If you try these vegan four-grain flapjacks, I bet you will never want to go back to their lacto-ovo counterparts. They are far more nutritious and I swear they taste much better. And who can fault a pancake that's as good for the Earth and your fellow critters as it's good for you?
Looking for more vegan breakfast recipes?
The Best Vegan Pancakes (whole wheat)
Vegan Fluffy Four-Grain Pancakes
- Dry ingredients:
- 1 cup whole wheat flour
- ¾ cup whole wheat pastry flour (can substitute with all-purpose)

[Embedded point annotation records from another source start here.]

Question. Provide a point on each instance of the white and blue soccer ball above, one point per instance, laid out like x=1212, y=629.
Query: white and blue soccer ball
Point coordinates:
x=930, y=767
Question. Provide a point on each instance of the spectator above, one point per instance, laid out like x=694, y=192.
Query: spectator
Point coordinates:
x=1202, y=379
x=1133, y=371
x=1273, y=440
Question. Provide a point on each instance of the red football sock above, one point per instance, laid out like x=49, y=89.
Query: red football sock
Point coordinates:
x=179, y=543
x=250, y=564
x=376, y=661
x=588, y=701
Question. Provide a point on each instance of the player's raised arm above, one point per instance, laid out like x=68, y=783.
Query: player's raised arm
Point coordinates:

- ⅓ cup stone-ground cornmeal
- ¼ cup quick-cooking rolled oats
- 2 tsp baking powder
- ¾ tsp baking soda
- 1 tsp salt
- 2 tbsp sugar
- ½ tsp cinnamon , ground
- ¼ tsp nutmeg , ground
- Whisk together all the dry ingredients in a big bowl. Set aside while you get the wet ingredients ready.
- Wet ingredients:
- 1 ½ cups soy milk (feel free to substitute with almond milk)
- ½ tsp vinegar
- 4 tbsp vegetable oil
- ¼ cup maple syrup
- 6 tbsp flaxmeal whisked together with 6 tbsp water
- Mix together all the wet ingredients, then add all at once to the dry ingredients.
- Mix quickly and in as few strokes as possible, until the dry ingredients are just moistened. The batter should be lumpy and not smooth. Overmixing the batter promotes the formation of gluten which would make the pancakes heavy and chewy as opposed to light and fluffy. The batter will be rather thick but spreadable.
- On a hot griddle over medium heat, spread a thin film of canola or other vegetable oil.
- Pour about ⅓ cup of the batter into the center of the griddle. Give the batter a bit of a nudge with the cup, if needed, to spread it into an approximately four-inch round.
- Wait until the sides start looking a little dry and bubbles appear in the center of the pancake.
- Lift the edge carefully and if the underside is golden-brown, flip the pancake.
- Cook for about a minute more on this side.
- Serve hot with maple syrup or any other topping you love.